I speak French. I study Russian. I’ve traveled to six continents. There’s a lot of people who get elected to the U.S. Congress who don’t have a passport. Am I an expert? No, but I majored in international relations. I come in with a broad appreciation of international affairs and experience dealing with people in other countries in situations that are diverse, education, culture. We met with the Egyptian army before the Arab Spring. I lived in Israel and worked on a kibbutz for a couple of weeks as a teenager. I came in with a pretty nice grounding in being open to ways to deal with foreign policy. No. 1, it must keep us safe, but the thing that makes foreign policy work is when we have good business deals with other countries, have educational exchanges with other countries.

People want to be safe, but they don’t bring terrorism up. They want to know that the government will keep them safe. My brother worked on Wall Street during 9/11. I want to keep people safe, too. I want to make sure we do it by taking care of ISIS where it is. Let’s take them out, cut off supplies, work with allies. We can’t do it on our own.

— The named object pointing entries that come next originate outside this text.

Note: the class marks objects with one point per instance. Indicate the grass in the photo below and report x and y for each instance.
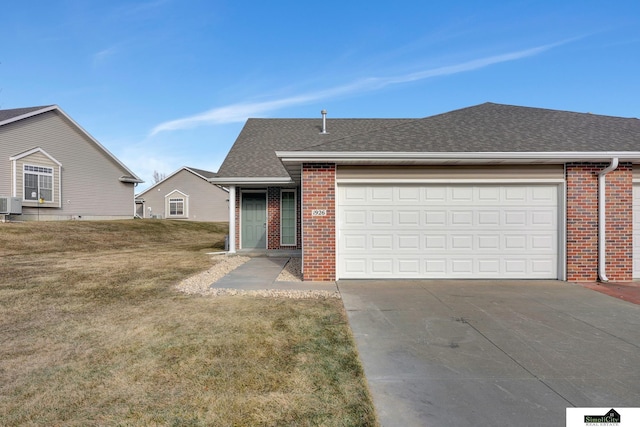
(93, 333)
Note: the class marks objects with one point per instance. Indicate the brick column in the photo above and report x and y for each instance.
(582, 222)
(620, 223)
(319, 231)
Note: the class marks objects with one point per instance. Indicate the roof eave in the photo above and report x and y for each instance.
(130, 180)
(298, 157)
(252, 181)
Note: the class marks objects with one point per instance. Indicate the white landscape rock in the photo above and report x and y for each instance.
(200, 284)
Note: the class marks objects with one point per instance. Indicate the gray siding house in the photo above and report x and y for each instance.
(186, 194)
(58, 170)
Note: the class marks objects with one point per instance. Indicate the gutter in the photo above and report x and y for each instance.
(602, 219)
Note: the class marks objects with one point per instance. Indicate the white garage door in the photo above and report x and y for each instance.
(447, 231)
(636, 231)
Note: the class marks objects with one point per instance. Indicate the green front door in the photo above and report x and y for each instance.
(254, 221)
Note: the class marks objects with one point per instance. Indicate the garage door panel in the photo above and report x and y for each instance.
(448, 231)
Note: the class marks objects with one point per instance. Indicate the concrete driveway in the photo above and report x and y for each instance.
(498, 353)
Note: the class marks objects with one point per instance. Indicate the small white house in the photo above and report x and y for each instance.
(186, 194)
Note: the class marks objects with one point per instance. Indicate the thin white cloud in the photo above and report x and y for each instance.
(240, 112)
(103, 55)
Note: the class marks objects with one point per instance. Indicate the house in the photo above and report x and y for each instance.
(59, 170)
(186, 194)
(489, 191)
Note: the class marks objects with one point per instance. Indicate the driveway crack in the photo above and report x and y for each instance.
(467, 322)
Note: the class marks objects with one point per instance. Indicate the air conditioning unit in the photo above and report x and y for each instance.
(10, 205)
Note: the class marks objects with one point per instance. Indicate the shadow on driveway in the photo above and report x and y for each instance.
(499, 353)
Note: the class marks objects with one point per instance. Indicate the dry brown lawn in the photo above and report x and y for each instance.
(92, 332)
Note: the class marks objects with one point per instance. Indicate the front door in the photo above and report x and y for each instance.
(254, 221)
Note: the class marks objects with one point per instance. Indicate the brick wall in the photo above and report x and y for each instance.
(319, 233)
(582, 222)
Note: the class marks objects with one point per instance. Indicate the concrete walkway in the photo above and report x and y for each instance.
(261, 273)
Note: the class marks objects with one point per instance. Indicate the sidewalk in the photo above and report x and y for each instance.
(261, 273)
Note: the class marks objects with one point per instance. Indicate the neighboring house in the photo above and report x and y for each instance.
(59, 170)
(490, 191)
(186, 194)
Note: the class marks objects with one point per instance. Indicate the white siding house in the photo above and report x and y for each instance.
(186, 194)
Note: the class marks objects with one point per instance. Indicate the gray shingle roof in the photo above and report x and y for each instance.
(253, 153)
(498, 128)
(202, 172)
(16, 112)
(487, 127)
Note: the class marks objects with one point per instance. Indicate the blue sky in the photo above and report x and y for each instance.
(169, 83)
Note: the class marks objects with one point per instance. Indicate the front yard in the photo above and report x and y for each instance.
(92, 332)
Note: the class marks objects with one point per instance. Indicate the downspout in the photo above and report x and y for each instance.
(602, 219)
(232, 219)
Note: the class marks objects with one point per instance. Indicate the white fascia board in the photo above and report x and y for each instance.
(448, 181)
(479, 157)
(252, 181)
(35, 150)
(30, 114)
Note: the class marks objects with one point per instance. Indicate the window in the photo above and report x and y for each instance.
(176, 207)
(288, 218)
(38, 183)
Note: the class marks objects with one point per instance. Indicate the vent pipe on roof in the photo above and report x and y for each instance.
(324, 121)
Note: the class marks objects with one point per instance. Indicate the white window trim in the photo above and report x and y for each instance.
(38, 174)
(16, 192)
(295, 217)
(177, 195)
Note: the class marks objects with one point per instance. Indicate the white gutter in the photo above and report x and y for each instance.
(399, 156)
(602, 219)
(252, 181)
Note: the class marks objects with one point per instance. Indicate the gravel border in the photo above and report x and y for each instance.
(200, 284)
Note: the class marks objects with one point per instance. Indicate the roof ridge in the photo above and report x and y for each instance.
(409, 120)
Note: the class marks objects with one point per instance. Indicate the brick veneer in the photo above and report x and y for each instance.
(582, 222)
(273, 219)
(319, 233)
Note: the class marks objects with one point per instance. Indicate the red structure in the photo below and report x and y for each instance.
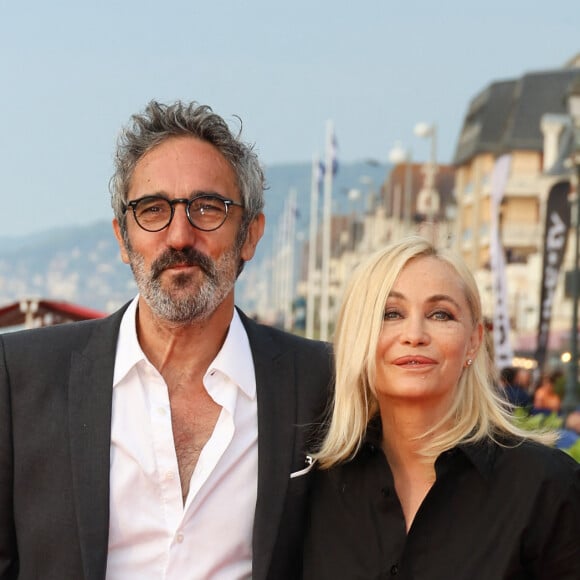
(32, 313)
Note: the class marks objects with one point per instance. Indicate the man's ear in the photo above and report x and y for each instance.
(253, 236)
(120, 241)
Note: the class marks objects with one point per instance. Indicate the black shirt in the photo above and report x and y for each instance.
(493, 513)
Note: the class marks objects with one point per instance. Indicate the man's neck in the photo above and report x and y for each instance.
(190, 347)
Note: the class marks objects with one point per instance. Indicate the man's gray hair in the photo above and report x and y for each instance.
(159, 122)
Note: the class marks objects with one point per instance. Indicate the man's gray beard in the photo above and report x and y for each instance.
(196, 306)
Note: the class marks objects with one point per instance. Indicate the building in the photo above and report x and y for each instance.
(522, 119)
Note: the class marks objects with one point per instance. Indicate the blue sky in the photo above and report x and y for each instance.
(73, 72)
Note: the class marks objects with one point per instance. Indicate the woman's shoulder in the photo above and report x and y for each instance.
(541, 462)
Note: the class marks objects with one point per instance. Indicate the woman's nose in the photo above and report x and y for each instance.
(414, 331)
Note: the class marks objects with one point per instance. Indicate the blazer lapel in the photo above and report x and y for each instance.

We also need to make sure we deal with terrorism here. That terrorism isn’t necessarily ISIS. We have domestic terrorists. We have young men who go and kill people in a black church. We had Timothy McVeigh. The question is, how do we deal with lone wolves? To prevent some of the tragedies we’ve had? If you’re worried about terrorism, you can’t alienate the Muslim community. If you tell a community you don’t like them, you think they’re going to help? Go to the authorities with a problem? We’ve seen that here with the Latino community.

Q: How do you explain Donald Trump?

ROSS: I don’t know. There are people who like me and Donald Trump. At a meet and greet, everybody in the neighborhood, in Stanley County, we went there. One of the guys at the end said, “I love everything you said. I’m voting for you and Donald Trump.” I said OK. He wanted someone who was going to tell it like it was. It was an authenticity thing for him. I have met people on the campaign trail who just want a change. They just want a change. You’re going to have to get in their heads.

One thing I think has been incredible about this election, people want their state back. They just want their state back. Even people who didn’t get involved, even people who are more conservative, people who have given to me who said they have never given money to a campaign before. They just want to make a difference in moving us forward in some way.